Re: Long delays for I/Os using CFQ scheduler

Douglas Miller <dougmill@xxxxxxxxxxxxxxxxxx> · Fri, 18 Aug 2017 07:13:27 -0500

On 08/15/2017 10:20 AM, Douglas Miller wrote:
I present a lot of information here, hopefully it is not too much. 
Perhaps this should be put in a bugzilla. I'm not familiar with CFQ, 
or other I/O schedulers, so have been doing more generic debugging.

PROBLEM:

I am observing some undesirable behavior in the CFQ I/O scheduler. I 
am seeing that a subset of the I/Os are experiencing much longer 
delays than the rest. The behavior is not observed when using the 
"deadline" scheduler.

BACKGROUND:

I am running on Ubuntu Zesty using kernel 4.10.0-30, with the commit 
mentioned next. Ubuntu sets the default I/O scheduler to "cfq".

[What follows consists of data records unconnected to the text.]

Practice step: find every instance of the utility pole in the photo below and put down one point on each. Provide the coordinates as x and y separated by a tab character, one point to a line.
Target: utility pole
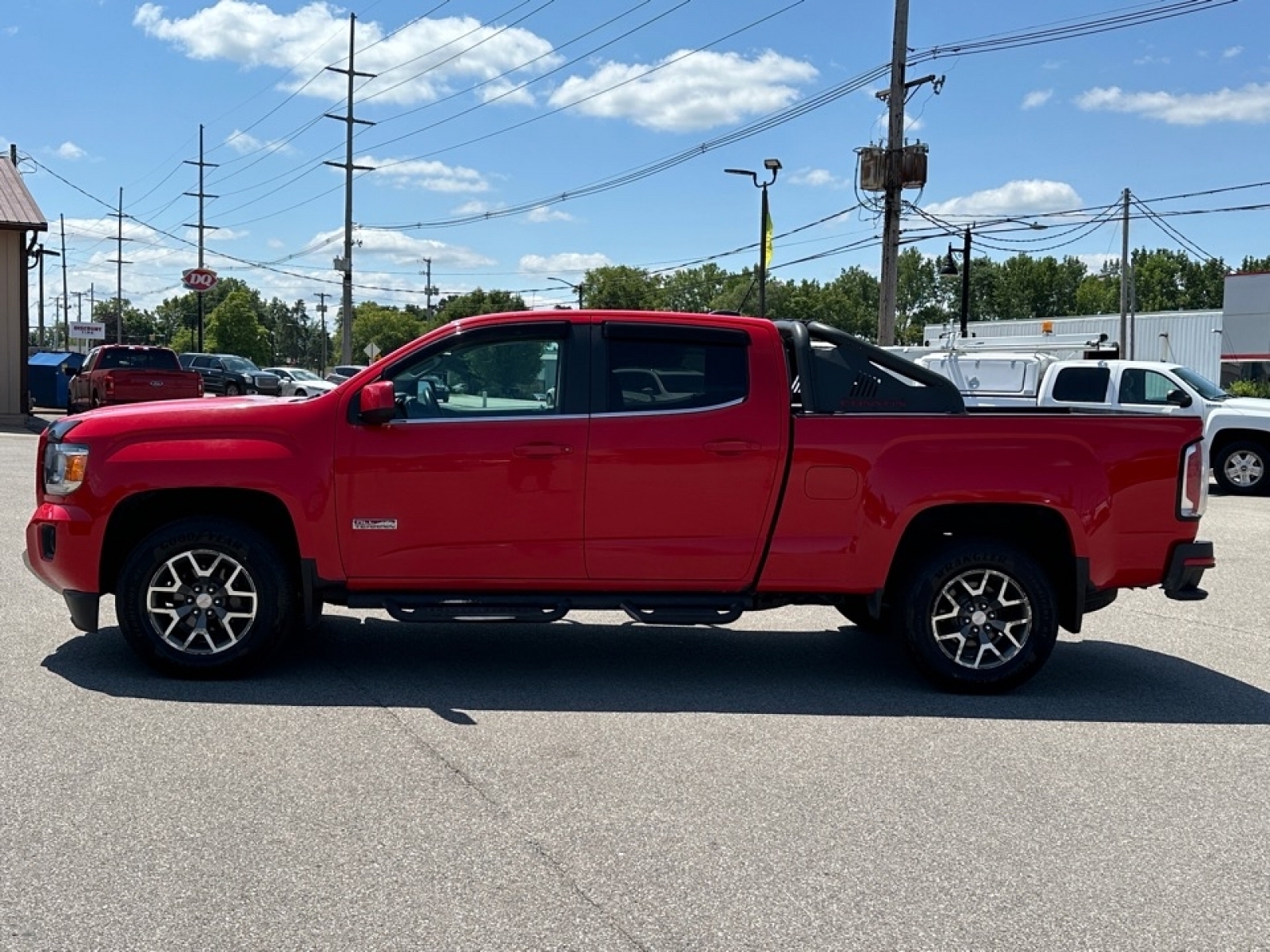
65	296
427	286
321	310
346	264
42	251
893	183
1126	351
201	196
118	276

I am running the POWER architecture test suite "HTX" 
(https://github.com/open-power/HTX), and only certain phases of that 
test seem to perturb CFQ. During these phases, I see that a small 
percentage of the total I/Os are getting delayed. Without commit 
https://git.kernel.org/pub/scm/linux/kernel/git/torvalds/linux.git/commit/?id=5be6b75610cefd1e21b98a218211922c2feb6e08 
I, of course, see very long delays (sometimes over an hour). With that 
commit, the delays seem to max-out around 110 seconds - which to me 
still seems too long. HTX monitors each I/O's progress, and will start 
complaining if an I/O takes longer than 10 minutes to complete. With 
this commit, no I/Os seem to reach that 10 minute threshold and so HTX 
no longer complains.

In HTX, I am running the I/O-only variation (mdt.io) and in addition I 
disable all devices except for a few disks (otherwise unused). Early 
debugging showed that, in the case of the delayed I/Os, the delay is 
due to the I/O not getting submitted to the SCSI layer 
(scsi_dispatch_cmd). When the I/O eventually does get submitted to 
SCSI, it completes promptly.

The test phase was shown to be using only __blkdev_direct_IO_simple, 
so I put the debugging in that path. I replaced the call to 
io_schedule() with a debug routine that calls "io_schedule_timeout(HZ 
* 60)". If the timeout trips, then some debugging info is printed and 
io_schedule() is called to wait for eventual completion. Upon 
completion of a timed-out I/O, more debug is printed - including the 
total time elapsed. If no timeout occurs, no debugging is done.

OBSERVATIONS:

The period where I observe delayed I/Os seems to span about 2 hours. 
During that time, between 400-500 I/Os trip the 60-second timeout (4 
disks under test). It is estimated that about 2 million I/Os (per 
disk) occur during this interval. Earlier testing showed that a 
timeout of 30 seconds traps many more I/Os, so it is likely that the 
delays experienced by I/Os varies over the full range.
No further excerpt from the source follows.